Circa late February, I noticed clients were becoming far more receptive to my arguments against relying on one or two channels to market their business.
Suddenly, the usual protestations about limited time and resources and “if it ain’t broke, don’t fix it!” exhortations were replaced with nervous claims that it was impossible the 800-pound tech gorillas would abandon Australia to stop politicians in North America, Europe and Asia getting any wrong-headed ideas.
At the time of writing, Mark Zuckerberg, Sundar Pichai, Rupert Murdoch and Scott Morrison appear to have established a modus vivendi. The temptation for some businesses and marketers will be to continue with their simple (one or two channel) way of doing things.
There are two reasons that temptation should be resisted
- The tech giants can’t be relied on
Recent events have demonstrated it’s possible Google or Facebook (or Instagram, Twitter, YouTube, Pinterest, TikTok and Clubhouse) could abruptly exit the Australian market. Yes, they’d take a financial hit. But they could easily absorb it and may decide a scorched-earth strategy down under is justified if it wards off heavier regulation and taxation elsewhere in the world.
Even if that doesn’t happen – and I accept it’s unlikely – these companies have form when it comes to the single-minded pursuit of their own agenda regardless of any collateral damage caused. Just ask any small business owner who’s allocated their entire marketing budget to SEO only to go broke due to an unexpected and unexplained algorithm update.

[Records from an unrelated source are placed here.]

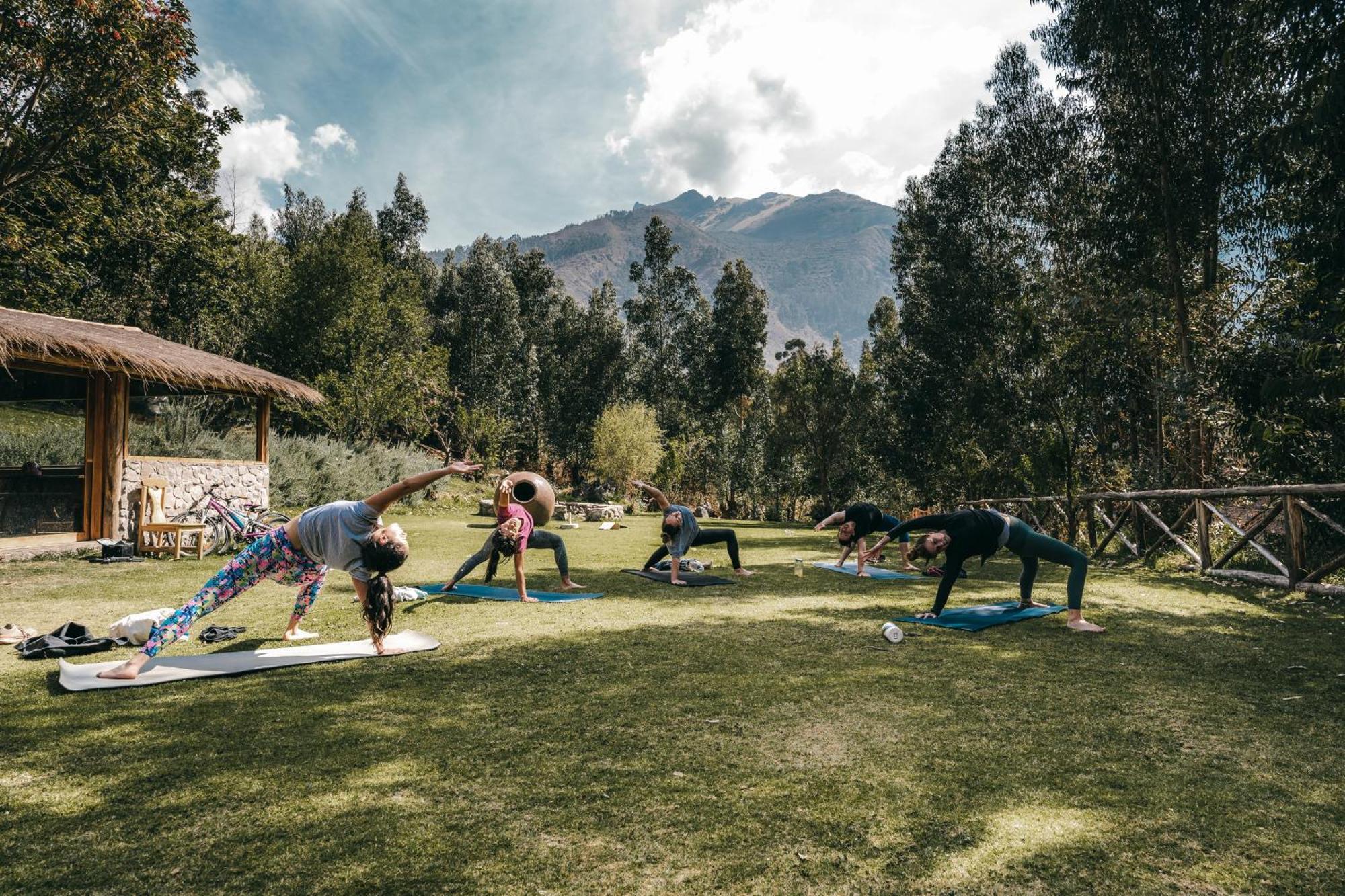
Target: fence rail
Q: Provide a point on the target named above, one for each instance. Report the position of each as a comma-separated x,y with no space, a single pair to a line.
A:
1136,520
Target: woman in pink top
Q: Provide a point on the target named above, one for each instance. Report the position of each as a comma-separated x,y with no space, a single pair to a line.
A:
510,538
513,537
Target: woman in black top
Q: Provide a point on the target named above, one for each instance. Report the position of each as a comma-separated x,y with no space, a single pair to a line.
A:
857,521
970,533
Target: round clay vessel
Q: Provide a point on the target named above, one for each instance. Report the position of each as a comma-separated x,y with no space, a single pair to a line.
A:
535,493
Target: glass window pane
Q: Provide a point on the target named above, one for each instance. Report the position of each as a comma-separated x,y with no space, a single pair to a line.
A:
167,423
42,452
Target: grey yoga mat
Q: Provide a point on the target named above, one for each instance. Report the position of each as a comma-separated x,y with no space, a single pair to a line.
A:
163,669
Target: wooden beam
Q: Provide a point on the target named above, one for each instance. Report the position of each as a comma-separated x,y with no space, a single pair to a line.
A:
1277,581
1246,537
263,428
1203,533
1169,532
1323,517
1325,569
1114,530
1295,536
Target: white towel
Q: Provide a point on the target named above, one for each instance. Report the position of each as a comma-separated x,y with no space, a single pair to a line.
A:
137,627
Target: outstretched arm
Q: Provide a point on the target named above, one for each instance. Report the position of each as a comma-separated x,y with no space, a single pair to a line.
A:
831,521
952,569
384,499
660,498
504,495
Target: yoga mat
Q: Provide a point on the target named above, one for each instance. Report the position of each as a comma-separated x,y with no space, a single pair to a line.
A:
875,572
984,616
489,592
693,580
167,667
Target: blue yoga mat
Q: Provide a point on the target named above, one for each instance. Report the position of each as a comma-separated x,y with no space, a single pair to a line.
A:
876,572
488,592
984,616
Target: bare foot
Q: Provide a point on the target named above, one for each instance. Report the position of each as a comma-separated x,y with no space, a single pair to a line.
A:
128,669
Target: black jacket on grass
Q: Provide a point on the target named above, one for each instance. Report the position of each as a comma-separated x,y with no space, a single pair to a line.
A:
970,532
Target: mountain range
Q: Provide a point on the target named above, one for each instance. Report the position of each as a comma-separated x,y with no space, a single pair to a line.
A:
822,259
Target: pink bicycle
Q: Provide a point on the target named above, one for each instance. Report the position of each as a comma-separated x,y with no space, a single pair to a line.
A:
228,529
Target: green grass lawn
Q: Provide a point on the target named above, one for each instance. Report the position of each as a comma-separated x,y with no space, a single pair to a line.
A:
753,737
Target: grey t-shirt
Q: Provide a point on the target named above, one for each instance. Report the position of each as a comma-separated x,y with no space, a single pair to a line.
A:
332,534
687,533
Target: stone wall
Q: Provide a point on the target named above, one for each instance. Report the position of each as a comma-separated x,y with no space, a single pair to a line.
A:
236,482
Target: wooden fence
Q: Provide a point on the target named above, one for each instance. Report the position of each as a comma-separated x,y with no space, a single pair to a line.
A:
1211,526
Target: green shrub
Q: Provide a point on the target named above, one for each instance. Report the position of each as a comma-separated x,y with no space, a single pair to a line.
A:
50,446
627,443
307,471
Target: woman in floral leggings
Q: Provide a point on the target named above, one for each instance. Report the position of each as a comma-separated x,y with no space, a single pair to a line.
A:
348,534
272,556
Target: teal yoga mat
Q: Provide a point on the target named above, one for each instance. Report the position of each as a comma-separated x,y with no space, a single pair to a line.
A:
875,572
488,592
984,616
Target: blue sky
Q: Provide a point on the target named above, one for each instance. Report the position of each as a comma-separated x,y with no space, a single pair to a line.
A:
521,118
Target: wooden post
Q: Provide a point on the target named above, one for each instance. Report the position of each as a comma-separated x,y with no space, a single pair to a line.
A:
1139,521
112,452
263,428
1295,533
1207,560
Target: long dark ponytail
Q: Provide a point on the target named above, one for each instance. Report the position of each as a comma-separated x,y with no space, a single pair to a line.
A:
380,560
501,544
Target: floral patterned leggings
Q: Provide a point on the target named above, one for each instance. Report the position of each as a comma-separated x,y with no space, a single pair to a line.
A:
272,556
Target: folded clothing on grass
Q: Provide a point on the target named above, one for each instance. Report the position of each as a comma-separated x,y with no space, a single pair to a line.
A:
72,639
693,580
984,616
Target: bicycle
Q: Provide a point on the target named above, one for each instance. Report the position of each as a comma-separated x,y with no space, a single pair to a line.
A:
227,528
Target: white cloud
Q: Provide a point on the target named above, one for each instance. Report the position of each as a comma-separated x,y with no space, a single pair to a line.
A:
259,154
333,135
810,95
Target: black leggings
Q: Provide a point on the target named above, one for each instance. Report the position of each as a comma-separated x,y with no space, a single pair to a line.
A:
705,537
1030,545
540,538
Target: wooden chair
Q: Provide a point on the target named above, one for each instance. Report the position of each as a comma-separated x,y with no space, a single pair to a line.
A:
157,534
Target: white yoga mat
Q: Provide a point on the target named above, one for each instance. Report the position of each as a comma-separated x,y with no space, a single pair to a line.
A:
169,667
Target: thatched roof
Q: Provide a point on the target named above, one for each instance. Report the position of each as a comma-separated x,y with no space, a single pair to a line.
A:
95,346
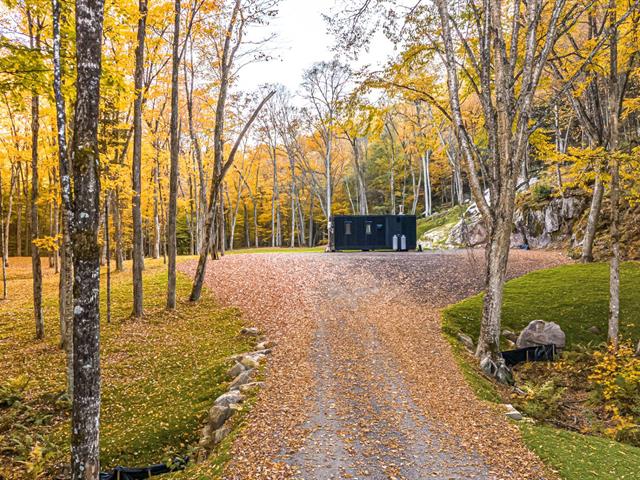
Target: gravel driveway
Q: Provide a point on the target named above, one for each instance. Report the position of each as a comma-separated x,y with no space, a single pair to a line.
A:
362,385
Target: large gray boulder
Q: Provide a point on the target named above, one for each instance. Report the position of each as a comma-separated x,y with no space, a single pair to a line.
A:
539,332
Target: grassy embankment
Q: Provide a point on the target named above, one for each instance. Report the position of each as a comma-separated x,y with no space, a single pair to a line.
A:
160,374
575,297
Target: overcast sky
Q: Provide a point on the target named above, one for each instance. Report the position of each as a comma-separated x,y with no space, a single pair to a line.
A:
302,40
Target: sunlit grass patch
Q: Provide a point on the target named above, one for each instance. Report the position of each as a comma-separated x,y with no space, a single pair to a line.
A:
575,297
160,374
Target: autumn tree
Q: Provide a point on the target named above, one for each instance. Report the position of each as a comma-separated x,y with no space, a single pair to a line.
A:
85,421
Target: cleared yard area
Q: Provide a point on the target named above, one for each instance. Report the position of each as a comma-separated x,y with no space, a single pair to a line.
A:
160,374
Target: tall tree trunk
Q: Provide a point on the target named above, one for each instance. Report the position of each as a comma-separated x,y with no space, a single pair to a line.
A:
497,256
615,96
107,244
592,221
156,216
201,211
3,240
85,419
426,163
329,192
614,270
19,230
65,286
172,246
7,222
35,251
311,219
117,223
138,248
275,199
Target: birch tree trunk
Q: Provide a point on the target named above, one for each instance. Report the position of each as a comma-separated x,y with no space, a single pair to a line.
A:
138,248
65,308
614,107
35,251
592,221
85,419
3,240
117,223
172,247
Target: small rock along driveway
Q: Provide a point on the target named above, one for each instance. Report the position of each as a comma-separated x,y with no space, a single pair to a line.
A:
362,384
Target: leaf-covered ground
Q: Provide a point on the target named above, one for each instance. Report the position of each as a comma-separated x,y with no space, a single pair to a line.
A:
362,383
576,297
160,374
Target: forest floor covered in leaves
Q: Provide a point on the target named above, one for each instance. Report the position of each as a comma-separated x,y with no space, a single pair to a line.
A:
362,383
160,374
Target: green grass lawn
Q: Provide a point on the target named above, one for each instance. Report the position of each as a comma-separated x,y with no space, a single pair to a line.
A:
450,216
575,297
160,374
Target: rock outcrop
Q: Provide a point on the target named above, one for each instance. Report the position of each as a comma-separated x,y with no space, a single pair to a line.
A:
545,224
539,332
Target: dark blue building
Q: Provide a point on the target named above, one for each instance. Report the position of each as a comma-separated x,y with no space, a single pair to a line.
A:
373,232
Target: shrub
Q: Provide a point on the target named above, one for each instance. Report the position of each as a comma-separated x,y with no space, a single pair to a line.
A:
542,401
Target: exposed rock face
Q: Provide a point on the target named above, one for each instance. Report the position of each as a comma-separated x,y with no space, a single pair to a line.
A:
229,398
541,226
539,332
548,224
219,414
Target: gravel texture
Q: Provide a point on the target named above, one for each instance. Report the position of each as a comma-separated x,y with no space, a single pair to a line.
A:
362,384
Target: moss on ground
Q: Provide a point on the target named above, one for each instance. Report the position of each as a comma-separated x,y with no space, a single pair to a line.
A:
160,374
576,297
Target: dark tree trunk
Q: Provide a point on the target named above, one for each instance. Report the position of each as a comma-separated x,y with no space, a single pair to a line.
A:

- Multiple channels are now required to cut through
For the sake of argument, let’s assume Australian businesses will always have the option of investing in tried-and-tested Facebook or Google ads.
It remains the case that in 2021, hardly anyone makes a purchasing decision as a result of only seeing something advertised on Google or Facebook. The average person now needs plenty of prompting before they will decide to act; the Online Marketing Institute says it takes 7-13 touchpoints to deliver a qualified sales lead.
Some of those touchpoints may be more impactful than others, but they all play some part in closing a sale. That can seem counter-intuitive, but I’ve seen it proven many times over. For instance, a business that embraces a multichannel approach will often observe that almost all their leads or sales appear to be coming from one or two channels. They will sometimes make the rookie mistake of culling the poorly performing channels to redirect resources to the channels generating conversions. The high-performance channels will almost always then stop performing so well, making it clear the ‘underperformers’ were crucial touchpoints in the buyer’s journey across a collection of channels.
The more the merrier
A business will usually get some ROI if it devotes resources to just paid search. Or paid social. Or email marketing. Or display advertising.
But, when working with Rocket clients, I’ve found that investing in at least three different channels typically generates the most impressive results. And it’s not only our clients who’ve benefited from the channel diversification I’m championing. Apple, Starbucks and Airbnb, as well as Mercedes-Benz, Heineken, Land Rover and Under Armour, have all enjoyed well-publicised successes by embracing a multichannel approach.
In marketing, whatever the question, a single channel is never the answer.